Basın toplantısında, yanında; AK Parti il Başkanı Fatih Mehmet Erkoç, merkez ilçe başkanı Necati Okay ve basından sorumlu il başkan yardımcısı Dr.İrfan Karadutlu da hazır bulunurken, Fatih Mehmet Erkoç zaman zaman Tatlıbal’ın açıklamalarına açıklık getirmek, kulvar değiştirmek için sözler aldı, bizleri bilgilendirdi. Ama Necati Okay’ın ağzından çıt çıkmadı.

İyi de etti. Yalnız, Tatlıbal bir yerde, açılım ve PKK’lıların ülkeye giriş yaptıklarında, DTP’lilerin yaptığı şovu kastederek, “DTP şerefsizlik yaptı” cümlesini kullanmayacaktı. Şu hassas dönemde, bir partiyi şerefsizlikle itham etmek, bilmiyorum ne kadar şık düştü, onu da kamuoyu değerlendirsin.

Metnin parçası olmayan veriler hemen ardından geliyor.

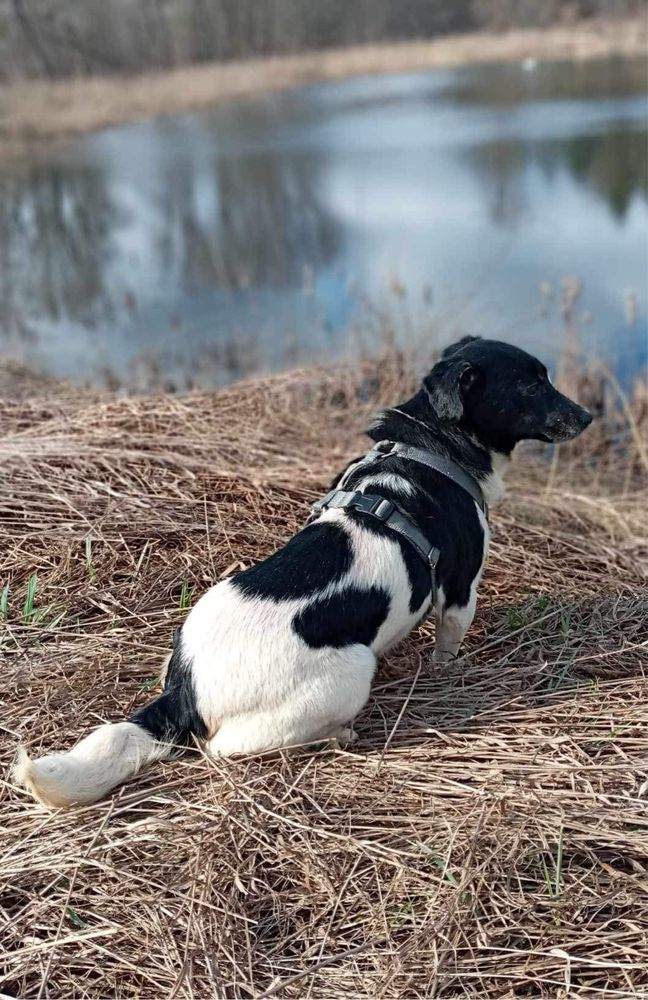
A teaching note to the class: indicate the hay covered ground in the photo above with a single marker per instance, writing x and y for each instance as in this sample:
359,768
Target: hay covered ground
487,836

Mecliste belli bir kesimi temsil eden partiye yersiz ve zamansız kelimeleri kullanırsanız, yarın aynı şeyi sizin için de kullandıklarında sesinizi çıkartmayacaksınız.

Ağzından kaçırıverdi, pot kırdı bize göre. Belki de sonradan pişman olmuştur ama, iş işten geçmiş, gazeteci arkadaşlarımın notları arasında yerini almıştı bile bu nahoş cümle.

Tatlıbal, dedik ya, dobra siyasetçi. Diline, ağzına geldiği gibi konuşur, kıvırmaz, lafı esirgemez. Bu doğru mu, değil. Siyasetçilerin kelimeleri tartarak, özenle seçerek kullanması gerekir. Yoksa başınız ağrır. Sonra, “dilim-dilim, başıma giydirir kilim” derler adama.

Yukarıda da söyledim, bu basın toplantısı gündeme ilaç gibi geldi. Suskun, sessiz gündem, bir günde Tatlıbal’ın açıklamaları ile ateşleniverdi, hareketlendi.

Sayın vekilim Tatlıbal’ı tebrik ediyorum. Delikanlıca çıkıp, il ve merkez ilçe başkanını da yanına alarak kamuoyunun merakla beklediği sorunlara, sorulara açıklık getirdiği için, açıklamalarda bulunduğu için.

Lakin, o dobra bildiğimiz, lafını esirgemeyen biri olarak tanıdığımız Tatlıbal, zaman-zaman gazetecilerin soruları karşısında adeta terledi, zor ve sıkıntılı dakikalar yaşadı. Özellikle Mustafa Şirin, Mehmet Taş ve Mehmet Fiskeci’nin soruları karşısında, öyle anlık dakikalarda ne diyeceğini bilemedi, şaşırdı, yutkundu, bu yüzden de ara ara araya Erkoç girerek, havayı ve konuları yumuşatmaya çalıştı ki, bunu da ziyadesiyle başardı.

Her ne olursa olsun, bu toplantı gerekliydi, ilaç gibi geldi.

Teşekkürler sayın vekilim, teşekkürler ve merkez ilçe başkanım. Ve de Karadutlu dostum.